Within cluster perturbation theory (CPT) one partitions a system into clusters and calculates the cluster Greensfunction (CGF) of the isolated clusters. By partitioning the system into equal clusters one has to calculate one cluster only.

Lattice partitioned into the clusters and the missing bonds.

Once the CGF have been calculated the missing bonds are incorporated by assuming that one can apply a Dyson equation in order to obtain the complete Greensfunction.

We have implemented a Chebyshev expansion of the resolvent [1] combined with a poor man's deconvolution [2].

• [1] Alexander Braun and Peter Schmitteckert, "Numerical evaluation of Greens functions based on the Chebyshev expansion", Phys. Rev. B90, 165112 (2014).

• [2] Peter Schmitteckert, "Calculating Green functions from finite systems", J. Phys.: Conf. Ser. 220, 012022 (2010).

Results

As an example we look at the one-dimensional Hubbard model with an onsite interaction of \(U_0=5t\) and a nearest neighbor hopping of \(t=1\).

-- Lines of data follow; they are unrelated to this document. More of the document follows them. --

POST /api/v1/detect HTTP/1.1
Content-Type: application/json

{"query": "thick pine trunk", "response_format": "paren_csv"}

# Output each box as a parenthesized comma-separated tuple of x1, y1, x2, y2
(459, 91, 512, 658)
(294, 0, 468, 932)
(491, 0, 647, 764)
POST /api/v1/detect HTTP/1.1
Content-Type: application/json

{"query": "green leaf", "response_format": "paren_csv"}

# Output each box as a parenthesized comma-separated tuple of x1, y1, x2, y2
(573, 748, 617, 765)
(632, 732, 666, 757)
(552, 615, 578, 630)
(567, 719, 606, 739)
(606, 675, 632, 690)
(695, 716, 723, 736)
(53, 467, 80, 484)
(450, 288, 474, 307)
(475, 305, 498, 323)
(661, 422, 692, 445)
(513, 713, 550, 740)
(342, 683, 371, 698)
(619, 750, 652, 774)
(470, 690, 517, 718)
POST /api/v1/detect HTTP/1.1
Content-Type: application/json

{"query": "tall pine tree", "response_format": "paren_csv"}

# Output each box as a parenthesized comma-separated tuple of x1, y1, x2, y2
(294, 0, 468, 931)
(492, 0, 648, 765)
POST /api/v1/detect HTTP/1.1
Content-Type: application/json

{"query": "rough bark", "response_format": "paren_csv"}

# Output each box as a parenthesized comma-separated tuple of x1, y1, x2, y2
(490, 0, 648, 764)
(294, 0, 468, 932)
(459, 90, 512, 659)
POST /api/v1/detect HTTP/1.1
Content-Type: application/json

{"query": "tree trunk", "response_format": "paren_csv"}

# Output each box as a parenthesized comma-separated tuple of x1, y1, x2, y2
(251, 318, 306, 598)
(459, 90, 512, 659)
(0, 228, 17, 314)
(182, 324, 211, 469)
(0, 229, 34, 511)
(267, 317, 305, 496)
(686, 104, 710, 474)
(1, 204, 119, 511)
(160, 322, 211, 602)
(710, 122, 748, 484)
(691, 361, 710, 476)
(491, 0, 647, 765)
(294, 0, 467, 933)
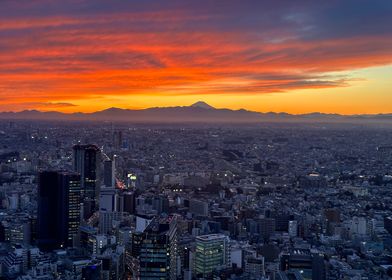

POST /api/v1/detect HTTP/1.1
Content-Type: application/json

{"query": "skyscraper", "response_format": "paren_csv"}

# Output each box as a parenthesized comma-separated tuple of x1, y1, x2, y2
(123, 191, 136, 215)
(130, 215, 178, 280)
(73, 144, 100, 201)
(99, 188, 122, 234)
(103, 157, 115, 188)
(113, 130, 123, 149)
(37, 171, 81, 251)
(194, 234, 231, 277)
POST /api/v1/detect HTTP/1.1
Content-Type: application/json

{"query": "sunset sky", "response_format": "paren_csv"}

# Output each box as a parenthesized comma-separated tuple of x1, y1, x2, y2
(0, 0, 391, 114)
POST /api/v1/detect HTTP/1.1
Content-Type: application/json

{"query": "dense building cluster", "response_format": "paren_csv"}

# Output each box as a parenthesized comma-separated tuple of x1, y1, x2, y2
(0, 120, 392, 279)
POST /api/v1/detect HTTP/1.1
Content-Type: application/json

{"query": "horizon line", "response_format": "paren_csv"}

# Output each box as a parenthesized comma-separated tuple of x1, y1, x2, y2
(0, 104, 391, 117)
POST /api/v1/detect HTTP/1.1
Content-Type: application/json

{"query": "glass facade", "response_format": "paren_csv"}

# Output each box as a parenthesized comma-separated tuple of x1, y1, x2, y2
(194, 234, 230, 277)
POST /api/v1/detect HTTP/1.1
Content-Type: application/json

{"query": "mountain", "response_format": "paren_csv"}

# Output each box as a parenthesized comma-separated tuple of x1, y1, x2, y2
(190, 101, 215, 110)
(0, 102, 391, 124)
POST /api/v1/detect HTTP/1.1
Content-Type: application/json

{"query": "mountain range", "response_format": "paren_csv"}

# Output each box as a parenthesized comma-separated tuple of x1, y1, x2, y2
(0, 101, 391, 123)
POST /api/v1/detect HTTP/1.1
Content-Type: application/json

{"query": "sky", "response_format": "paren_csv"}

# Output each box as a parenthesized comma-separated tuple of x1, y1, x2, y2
(0, 0, 391, 114)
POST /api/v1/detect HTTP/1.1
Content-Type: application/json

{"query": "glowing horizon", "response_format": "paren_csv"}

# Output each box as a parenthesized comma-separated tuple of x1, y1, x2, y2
(0, 1, 391, 114)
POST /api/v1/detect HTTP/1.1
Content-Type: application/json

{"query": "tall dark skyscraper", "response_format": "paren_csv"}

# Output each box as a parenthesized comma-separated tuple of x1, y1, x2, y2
(73, 144, 100, 200)
(37, 171, 81, 251)
(123, 191, 136, 215)
(113, 130, 122, 149)
(103, 157, 115, 188)
(130, 216, 178, 280)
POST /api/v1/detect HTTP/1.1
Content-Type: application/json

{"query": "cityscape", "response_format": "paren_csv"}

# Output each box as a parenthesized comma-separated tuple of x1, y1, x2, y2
(1, 1, 392, 280)
(0, 119, 392, 279)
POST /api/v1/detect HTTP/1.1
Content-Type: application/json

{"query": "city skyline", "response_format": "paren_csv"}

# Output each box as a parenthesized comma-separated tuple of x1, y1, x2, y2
(1, 2, 392, 277)
(2, 120, 392, 279)
(1, 1, 392, 114)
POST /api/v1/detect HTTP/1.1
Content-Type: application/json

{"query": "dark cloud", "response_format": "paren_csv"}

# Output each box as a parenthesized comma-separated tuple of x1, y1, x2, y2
(1, 1, 391, 38)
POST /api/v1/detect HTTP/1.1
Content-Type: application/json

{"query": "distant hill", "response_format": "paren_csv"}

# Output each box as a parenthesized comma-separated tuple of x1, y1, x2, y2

We obtain for the spectral function \(A(\omega,k)\) for a \(M=12\) site system using the the sine-transform due to hard wall boundary conditions, see [2],

Spectral function \(A(\omega,k)\) of a \(M=12\) site cluster with \(U_0=5t\) and \(t=1\) using \(P=250\) Chebyshev moments.

Instead of using the Bloch phase boundary condition for periodization we can also perform a real space CPT by repeating the cluster and adding the missing bonds via a Dyson equation. Using 64 repetitions we obtain

Spectral function \(A(\omega,k)\) of a \(M=768 = 64 * 12\) site system consisting of 64 clusters with \(U_0=5t\) and \(t=1\) using \(P=250\) Chebyshev moments.